In 1985 he spent six months
in Athens with a scholarship at the German Archaeological Institute and in the Epigraphical Museum. In 1986 and 1999 he was invited to the
Fondation Hardt in Vandoeuvres, Switzerland, and researched the Greek
inscriptions of the Ermitage in St. Petersburg. In
1988/9 he studied under Professors G.A. Lehmann and W. Eck in a postgraduate
course in Cologne. In 1993/4 he held a Humboldt scholarship at the University
of Cologne and in 2003 and 2005 in Heidelberg.
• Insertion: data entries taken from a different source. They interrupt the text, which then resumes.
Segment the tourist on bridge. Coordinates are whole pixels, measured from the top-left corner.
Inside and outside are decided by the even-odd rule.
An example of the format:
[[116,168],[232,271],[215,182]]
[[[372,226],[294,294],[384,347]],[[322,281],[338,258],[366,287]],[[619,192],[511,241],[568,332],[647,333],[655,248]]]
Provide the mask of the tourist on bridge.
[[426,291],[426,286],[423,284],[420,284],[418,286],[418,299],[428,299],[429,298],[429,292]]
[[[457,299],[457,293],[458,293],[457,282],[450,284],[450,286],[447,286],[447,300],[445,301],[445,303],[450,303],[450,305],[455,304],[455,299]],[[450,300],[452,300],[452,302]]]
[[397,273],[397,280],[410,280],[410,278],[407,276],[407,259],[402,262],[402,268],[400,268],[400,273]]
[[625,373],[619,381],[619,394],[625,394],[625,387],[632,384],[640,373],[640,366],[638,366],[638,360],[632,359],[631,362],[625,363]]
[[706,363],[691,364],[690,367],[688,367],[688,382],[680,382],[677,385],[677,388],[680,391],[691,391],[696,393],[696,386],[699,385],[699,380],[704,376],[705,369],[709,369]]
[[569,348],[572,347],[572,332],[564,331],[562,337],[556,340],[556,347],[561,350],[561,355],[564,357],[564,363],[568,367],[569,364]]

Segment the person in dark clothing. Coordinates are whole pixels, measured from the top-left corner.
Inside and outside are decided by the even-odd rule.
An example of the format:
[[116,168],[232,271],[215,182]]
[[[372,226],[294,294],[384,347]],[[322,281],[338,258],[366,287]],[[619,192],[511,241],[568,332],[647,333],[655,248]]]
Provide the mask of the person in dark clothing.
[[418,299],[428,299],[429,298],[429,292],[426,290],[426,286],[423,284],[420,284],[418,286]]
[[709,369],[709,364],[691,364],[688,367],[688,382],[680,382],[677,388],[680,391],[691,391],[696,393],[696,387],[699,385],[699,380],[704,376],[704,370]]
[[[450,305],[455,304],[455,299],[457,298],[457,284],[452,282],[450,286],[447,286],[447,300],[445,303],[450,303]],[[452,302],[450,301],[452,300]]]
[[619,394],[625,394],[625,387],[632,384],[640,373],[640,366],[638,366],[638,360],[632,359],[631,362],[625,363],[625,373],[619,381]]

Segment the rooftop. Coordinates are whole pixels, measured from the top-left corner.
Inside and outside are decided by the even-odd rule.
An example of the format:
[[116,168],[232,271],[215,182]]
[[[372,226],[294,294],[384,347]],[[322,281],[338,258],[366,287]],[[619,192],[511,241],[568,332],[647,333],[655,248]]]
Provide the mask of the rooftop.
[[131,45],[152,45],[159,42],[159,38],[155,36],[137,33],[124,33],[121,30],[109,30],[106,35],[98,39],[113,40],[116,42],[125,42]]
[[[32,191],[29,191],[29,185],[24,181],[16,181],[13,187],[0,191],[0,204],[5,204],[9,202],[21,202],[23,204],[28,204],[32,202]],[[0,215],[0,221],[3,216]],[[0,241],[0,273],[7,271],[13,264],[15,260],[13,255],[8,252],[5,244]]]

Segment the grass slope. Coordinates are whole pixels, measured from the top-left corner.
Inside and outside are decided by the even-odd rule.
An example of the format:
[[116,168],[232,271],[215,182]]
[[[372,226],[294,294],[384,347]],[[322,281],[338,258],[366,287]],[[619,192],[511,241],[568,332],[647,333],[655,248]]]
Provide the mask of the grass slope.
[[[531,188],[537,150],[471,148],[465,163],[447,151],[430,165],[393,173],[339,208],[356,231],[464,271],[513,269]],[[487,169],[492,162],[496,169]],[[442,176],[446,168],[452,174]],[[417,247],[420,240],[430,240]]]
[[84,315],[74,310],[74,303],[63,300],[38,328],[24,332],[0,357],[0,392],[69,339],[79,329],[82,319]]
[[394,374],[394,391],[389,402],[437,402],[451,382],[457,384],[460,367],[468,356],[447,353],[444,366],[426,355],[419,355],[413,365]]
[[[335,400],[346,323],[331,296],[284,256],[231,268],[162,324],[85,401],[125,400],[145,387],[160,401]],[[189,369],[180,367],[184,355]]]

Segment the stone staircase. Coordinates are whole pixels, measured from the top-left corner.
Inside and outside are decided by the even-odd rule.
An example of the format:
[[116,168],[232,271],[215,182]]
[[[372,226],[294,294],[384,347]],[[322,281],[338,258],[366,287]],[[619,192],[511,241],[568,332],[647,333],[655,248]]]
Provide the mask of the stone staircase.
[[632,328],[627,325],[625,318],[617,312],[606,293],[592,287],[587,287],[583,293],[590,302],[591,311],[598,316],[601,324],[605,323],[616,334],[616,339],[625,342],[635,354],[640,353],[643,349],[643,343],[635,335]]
He took part and presented
papers in many international conferences (1979 FIEC, Budapest; 1982 EIRENE,
Prague; 1985 Internationales Kolloquium
archaische und klassische griechische Plastik, Athens; 1986
EIRENE, Berlin; 1987 Congrès International d' Epigraphie Grecque et Latine, Sofia; 1988 EIRENE, Budapest; 1989 FIEC, Pisa; 1991
Ancient Greek Cult Practice from the Epigraphical
Evidence, Athens; 1992 Congrès International
d' Epigraphie Grecque et Latine, Nîmes; 1997 Congrès International d' Epigraphie
Grecque et Latine, Rome,
1999 FIEC, Kavala; 2002 Congrès
International d' Epigraphie Grecque
et Latine, Barcelona; Antike
Historiographie und ihre Rezeption, Budapest; Convegno Internazionale di Studi democrazia e antidemocrazia nel mondo greco, Chieti; Mensa
Rotunda Epigraphiae Dacicae
Pannonicaeque, Sarmizegetusa,
2003; The Jewish Amulet of Halbturn, Austria. An International Symposium, Wien; Contextos
Mágicos, Roma in 2009).
He gave lectures in Jena in
1983, in Heidelberg and Cologne in 1990, at the University of Cologne in 1993,
at the University of Göttingen in 1994, at the
University of Barcelona in 1998 and 2000, and at the University Babeş-Bolyai in Cluj-Napoca in 2000, 2001 and 2002, at the
University of Rostock in 2005. In Febr-March 2009, he
was guest professor in Clermont-Ferrand (Université Blaise Pascal).
From 1 July 1987 he was
assistant lecturer in the Department of Ancient History at ELTE University,
Budapest, from 1993 assistant professor, but he was also a lecturer at KLTE
University, Debrecen. In 1997–2008 he was head of the Department of Ancient
History at KLTE. In 2007 he became head of the Department of Ancient History at
ELTE, Budapest.
In 1992 he became candidate
of History (PhD). He acquired the title dr. phil. habil.
in 1997 with the dissertation "The world of
poleis". On 15 December 2000 he became dr. of the Hungarian Academy of
Sciences with the dissertation "Micro- and macrosocial
survival strategies in archaic Greece". From 1 July 2001 he is professor
of the Universities ELTE, Budapest and DE Debrecen,
from 1 September 2002 he is associate professor of the University Babes-Bolyai, Cluj-Napoca (Romania). His fields of research
include archaic and classical Greece, internal politics of Athens in the 5th
c. B.C., Greek epigraphy and Greek magic. In 1991 he received the Révay Prize of the Hungarian Society of Classical Studies
with his review on the Inscriptiones Graecae I3. He is member of the Hungarian Society of Classical
Studies and the Association Internationale d`Epigraphie Grecque et Latine. From 1998 he is
corresponding member of the Reial Acadèmia
de Bones Lletres (Barcelona). Since 1999 he is the
president of the Epigraphical Work Group of the
Hungarian Academy of Sciences. In 2000 he won the Károly
Maróth Prize.
He is editor-in-chief and
editorial board member of several Hungarian and international journals (Acta Classica Univ. Debrecen;
Hungarian Polis Studies; Acta Antiqua
1999–2004; Ókor; etc.). He published about thirty
independent books and more than a hundred studies in Hungarian, English,
German, and French. Currently he supervises a project in ancient magic (Ancient
magic, parallel researches: Curse tablets and magic gems, OTKA K81332),
and member
of the research group Espacios
de penumbra: Cartografia de la actividad magico-religiosa en el Occidente del Imperio romano (Ref. FFI 2008–01511 / FISO).